Потом вошёл судья и несколько его помощников. А я всё никак не могла согреться. Меня трясло, зубы стучали.
Я, как в тумане, слушала госпожу Вильфранш-сюр-Сон. Мерзкая старуха орала и плевалась, о том, как я украла её единственную радость и отраду для глаз. Самую её величайшую ценность в этой жизни. То единственное, что удерживает её в этом бренном мире. Её фамильный перстень. По всему выходило, что, если бы меня не поймали - мерзкая старуха скончалась бы от такой потери. А это уже было похоже на покушение на убийство. Видимо, я должна была знать, что без перстня она умрёт. Как это всё укладывалось в рамки разумного - я не понимала.

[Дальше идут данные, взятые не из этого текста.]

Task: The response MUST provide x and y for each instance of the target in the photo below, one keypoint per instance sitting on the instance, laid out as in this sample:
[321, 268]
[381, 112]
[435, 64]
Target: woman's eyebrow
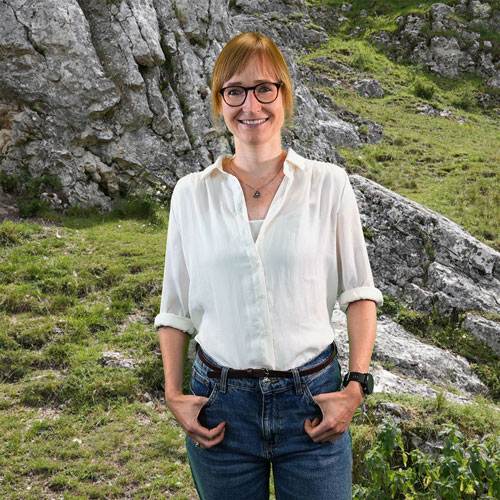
[256, 82]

А ещё мне почему-то слова вообще не дали. Не задали ни единого вопроса, и не выслушали мою версию. Хотя вряд ли я что-то могла сказать. Зубы стучали, во рту пересохло, а глаза слезились. Из-за текущих из глаз слёз, я плохо видела окружающих меня людей. Только размытые силуэты.
По всей видимости, мои стучащие зубы, слёзы, бежавшие из глаз, и то, как я, пыталась согреться, обхватив себя руками - всё это убедило судью в том, что я виновна.
И когда он громким голосом объявил, что меня приговаривают к отсечению руки, я не возражала. А что тут сказать? Другого отношения от людей к саламандрам ожидать и не приходилось. Поэтому я засучила рукава своей хламиды и, протянув руки к судье спросила:
- Правую? Или левую?
Слёзы струились из глаз уже не только потому, что просто слезились, а и от того, что мне стало ужасно жаль себя. А ещё страшно. Потеря руки означала, что я не смогу делать витражи ещё очень долго. Очень.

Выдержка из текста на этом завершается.